ソフィは風下から近づき、間合いを詰めるため一気にスピードを上げた。そして疾走しながら抜剣、ミスリーベアの胴を切り裂き文字通り両断したのだ。
「確かに筋力もかなり上がってる。考えて振らないと剣が折れてしまうわね」
「でしょう! レベル99の魔法だからね」
「なに? レベル99って」
「えっと……それはこっちの話だから気にしないで。それより狩りを続けましょう。いっぱい稼がなきゃ」
「そうね。わたしも騎士を辞めたし、生活するのにお金が必要だわ」
二人は笑い合い狩りを再開したのだ。
それから二時間経った。大量の獲物を仕留め認証部位を集めると袋に詰める。認証部位とは、狩ったことを証明するモンスターの体の一部だ。

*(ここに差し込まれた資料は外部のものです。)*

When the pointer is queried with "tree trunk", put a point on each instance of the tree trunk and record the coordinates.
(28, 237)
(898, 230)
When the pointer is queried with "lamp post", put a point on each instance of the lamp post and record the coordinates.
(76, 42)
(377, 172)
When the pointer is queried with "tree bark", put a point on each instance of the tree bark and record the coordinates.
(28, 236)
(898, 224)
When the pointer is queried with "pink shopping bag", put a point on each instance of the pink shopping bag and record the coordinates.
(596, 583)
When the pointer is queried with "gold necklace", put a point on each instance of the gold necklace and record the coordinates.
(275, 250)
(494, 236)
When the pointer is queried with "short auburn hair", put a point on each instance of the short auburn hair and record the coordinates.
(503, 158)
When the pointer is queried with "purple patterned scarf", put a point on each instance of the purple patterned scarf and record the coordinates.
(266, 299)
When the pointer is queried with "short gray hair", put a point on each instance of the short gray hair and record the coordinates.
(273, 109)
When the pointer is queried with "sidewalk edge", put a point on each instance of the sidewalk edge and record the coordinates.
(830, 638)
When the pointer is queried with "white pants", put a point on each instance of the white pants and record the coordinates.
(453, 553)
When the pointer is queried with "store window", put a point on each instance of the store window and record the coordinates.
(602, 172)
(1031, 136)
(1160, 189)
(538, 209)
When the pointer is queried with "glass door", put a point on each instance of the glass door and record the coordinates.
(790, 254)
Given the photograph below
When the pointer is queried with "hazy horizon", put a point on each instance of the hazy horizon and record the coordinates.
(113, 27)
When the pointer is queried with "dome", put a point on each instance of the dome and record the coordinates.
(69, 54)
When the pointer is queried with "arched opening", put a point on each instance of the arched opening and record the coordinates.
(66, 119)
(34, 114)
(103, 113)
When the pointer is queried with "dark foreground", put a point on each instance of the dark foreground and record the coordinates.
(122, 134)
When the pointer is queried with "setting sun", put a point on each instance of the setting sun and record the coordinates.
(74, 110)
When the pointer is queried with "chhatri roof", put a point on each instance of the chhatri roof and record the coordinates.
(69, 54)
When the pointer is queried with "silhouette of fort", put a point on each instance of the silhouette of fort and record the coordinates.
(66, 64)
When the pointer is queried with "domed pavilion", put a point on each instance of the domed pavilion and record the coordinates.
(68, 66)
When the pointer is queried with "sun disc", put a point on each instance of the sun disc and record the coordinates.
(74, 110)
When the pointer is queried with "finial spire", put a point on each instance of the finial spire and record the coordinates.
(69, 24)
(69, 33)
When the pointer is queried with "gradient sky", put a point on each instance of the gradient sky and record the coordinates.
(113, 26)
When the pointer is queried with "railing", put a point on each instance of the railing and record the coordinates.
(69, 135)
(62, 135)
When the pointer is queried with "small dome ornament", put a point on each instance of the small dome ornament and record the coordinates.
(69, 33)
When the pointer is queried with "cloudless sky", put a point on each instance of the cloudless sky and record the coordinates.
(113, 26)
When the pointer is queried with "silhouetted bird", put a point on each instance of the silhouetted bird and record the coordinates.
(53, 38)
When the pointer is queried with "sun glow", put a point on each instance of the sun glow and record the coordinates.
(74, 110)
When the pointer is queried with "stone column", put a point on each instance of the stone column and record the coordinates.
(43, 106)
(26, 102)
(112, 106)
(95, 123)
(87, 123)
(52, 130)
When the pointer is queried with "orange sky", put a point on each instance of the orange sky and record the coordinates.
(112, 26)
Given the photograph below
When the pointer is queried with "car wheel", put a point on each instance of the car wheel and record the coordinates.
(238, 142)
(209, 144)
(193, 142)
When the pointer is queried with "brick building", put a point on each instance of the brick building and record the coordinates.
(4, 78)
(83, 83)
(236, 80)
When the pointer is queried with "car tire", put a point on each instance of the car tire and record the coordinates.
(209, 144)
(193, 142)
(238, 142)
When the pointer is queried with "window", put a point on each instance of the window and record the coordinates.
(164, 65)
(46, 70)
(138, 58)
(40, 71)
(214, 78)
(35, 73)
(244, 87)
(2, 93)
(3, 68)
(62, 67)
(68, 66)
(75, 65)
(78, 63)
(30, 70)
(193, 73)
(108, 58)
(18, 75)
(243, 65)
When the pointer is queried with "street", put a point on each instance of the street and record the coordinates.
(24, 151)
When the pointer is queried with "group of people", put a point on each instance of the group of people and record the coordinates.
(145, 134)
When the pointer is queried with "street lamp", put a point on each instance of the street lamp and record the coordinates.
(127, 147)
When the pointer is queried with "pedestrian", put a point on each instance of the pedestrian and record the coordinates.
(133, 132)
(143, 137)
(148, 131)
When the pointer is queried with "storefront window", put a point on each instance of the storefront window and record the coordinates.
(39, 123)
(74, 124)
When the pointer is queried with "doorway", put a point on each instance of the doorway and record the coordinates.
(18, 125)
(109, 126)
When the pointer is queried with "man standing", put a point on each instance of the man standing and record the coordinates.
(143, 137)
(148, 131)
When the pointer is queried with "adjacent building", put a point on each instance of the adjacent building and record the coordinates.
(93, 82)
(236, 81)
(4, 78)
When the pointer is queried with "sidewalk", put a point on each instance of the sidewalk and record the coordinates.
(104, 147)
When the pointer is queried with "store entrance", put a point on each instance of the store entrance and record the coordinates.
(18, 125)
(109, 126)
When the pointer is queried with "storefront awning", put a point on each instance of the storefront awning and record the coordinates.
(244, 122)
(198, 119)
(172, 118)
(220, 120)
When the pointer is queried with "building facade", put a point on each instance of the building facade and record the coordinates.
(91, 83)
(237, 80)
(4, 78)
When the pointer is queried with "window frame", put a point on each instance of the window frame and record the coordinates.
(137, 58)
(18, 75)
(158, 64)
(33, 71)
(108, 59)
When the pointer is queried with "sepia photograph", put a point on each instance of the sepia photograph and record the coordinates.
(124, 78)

「まだお昼前なのに袋が一杯ね。これ以上狩りをしても持って帰れないわよ」
「少し早いけど、今日はこれで終わろうか」
二人は、近くの小川で水浴びをして狩りでついた血を洗い流した。マリは体を拭きながら辺りの景色を見渡す。秋風がそよぎ、色づき始めた木々がサワサワと揺らいでいる。そして空はどこまでも高く青い。
「ミスリーって本当に美しいところね」
ゲームの中のミスリーも美しかったが、現実の風景が呼び起こす感動は仮想世界の比ではない。
「この小川の下流にあるのよ。ナルカ村は」
「行ったことあるの?」
「あるような……ないような……」
「またそれ?」
マリは再び笑ってごまかす。ゲームでは何度も行ったナルカ村だが、この世界では訪れたことがない。しかし、目を閉じると村の風景を鮮明に描くことができた。
「冒険者ギルドの仕事だから村へ行く必要はないけど―――行きたい?」
そうたずねたソフィに、マリは大きくうなずいたのだ。